Pur. See Quinine, Sulphates of, and Quinometry (below).
Tests. Quinine is recognised by—1. Its appearance under the microscope.—2. Its solubility in ether, and in pure ammonia water.—3. Its solubility in concentrated nitric acid, forming a colourless liquid, which does not become yellowish until it is heated.—4. The solubility of itself and salts, when pure, in concentrated sulphuric acid, forming colourless fluids, “which do not acquire any coloration upon being heated to the point of incipient evaporation of the sulphuric acid, but which afterwards become yellow, and finally brown.” (Fresenius.)—5. Its solubility in concentrated sulphuric acid to which some nitric acid has been added, forming a colourless, or, at the most, only a faintly yellowish liquid.—6. It is wholly destroyed by heat.

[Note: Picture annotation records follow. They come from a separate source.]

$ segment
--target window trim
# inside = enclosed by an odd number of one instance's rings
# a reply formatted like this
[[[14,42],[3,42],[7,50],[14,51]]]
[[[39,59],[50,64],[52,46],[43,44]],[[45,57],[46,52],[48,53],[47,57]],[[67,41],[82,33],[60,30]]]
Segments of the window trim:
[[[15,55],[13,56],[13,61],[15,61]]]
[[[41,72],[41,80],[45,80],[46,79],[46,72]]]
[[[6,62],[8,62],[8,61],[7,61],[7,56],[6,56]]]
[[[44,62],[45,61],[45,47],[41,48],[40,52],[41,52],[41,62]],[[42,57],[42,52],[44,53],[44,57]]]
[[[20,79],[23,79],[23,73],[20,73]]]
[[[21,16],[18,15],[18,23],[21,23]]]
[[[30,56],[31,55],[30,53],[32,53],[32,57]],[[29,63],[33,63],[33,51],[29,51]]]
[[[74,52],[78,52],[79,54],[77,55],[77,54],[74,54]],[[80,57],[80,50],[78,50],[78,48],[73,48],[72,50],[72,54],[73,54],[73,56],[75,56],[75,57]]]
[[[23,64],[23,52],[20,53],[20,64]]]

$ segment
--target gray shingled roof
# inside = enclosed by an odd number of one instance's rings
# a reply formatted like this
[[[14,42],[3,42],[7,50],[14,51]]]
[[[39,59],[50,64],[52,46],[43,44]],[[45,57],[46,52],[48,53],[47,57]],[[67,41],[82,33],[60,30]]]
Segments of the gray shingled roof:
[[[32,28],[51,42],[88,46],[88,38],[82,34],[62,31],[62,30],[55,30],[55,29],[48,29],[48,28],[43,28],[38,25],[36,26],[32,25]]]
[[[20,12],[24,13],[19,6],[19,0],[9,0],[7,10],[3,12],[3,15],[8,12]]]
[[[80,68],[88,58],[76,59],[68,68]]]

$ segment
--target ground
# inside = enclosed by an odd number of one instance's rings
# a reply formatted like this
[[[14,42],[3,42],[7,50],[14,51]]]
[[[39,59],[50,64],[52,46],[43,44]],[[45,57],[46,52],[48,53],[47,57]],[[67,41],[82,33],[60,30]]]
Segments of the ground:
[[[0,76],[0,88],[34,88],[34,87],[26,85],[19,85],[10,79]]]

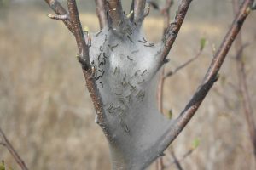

A solution of quinine in acidulated water, and solutions of its salts, exhibit the following reactions:—1. Ammonia, potassa, and the alkaline carbonates, give white, pulverulent precipitates, becoming crystalline after some time (see above), and which are soluble in ammonia in excess, and which, when ether is added after the ammonia, and the whole is agitated, redissolve in the ether, whilst the clear liquid, on repose, presents two distinct layers.—2. Bicarbonate of soda (avoiding excess) gives a similar precipitate, both in acid and neutral solutions of quinine, either at once or after a short time. The precipitate is soluble in excess of the precipitant, and is again precipitated from the new solution upon protracted ebullition. “Vigorous stirring of the liquid promotes the separation of this precipitate.” (Fresenius.)—3. If recently prepared chlorine be added to it, and then ammonia, a beautiful emerald-green colour is developed. (Ph. L.)—4. A concentrated solution of ferrocyanide of potassium being added, in excess, after the chlorine, instead of the ammonia, a dark red colour is instantly produced, which after some time passes into green, especially when freely exposed to the light. This reaction is not characteristic of quinine, for with quinidine one gets the same reaction.—5. If caustic potassa be used instead of ammonia (see above), the solution acquires a sulphur-yellow colour. “These reactions are restricted to this alkaloid.” (Dr Garrod.)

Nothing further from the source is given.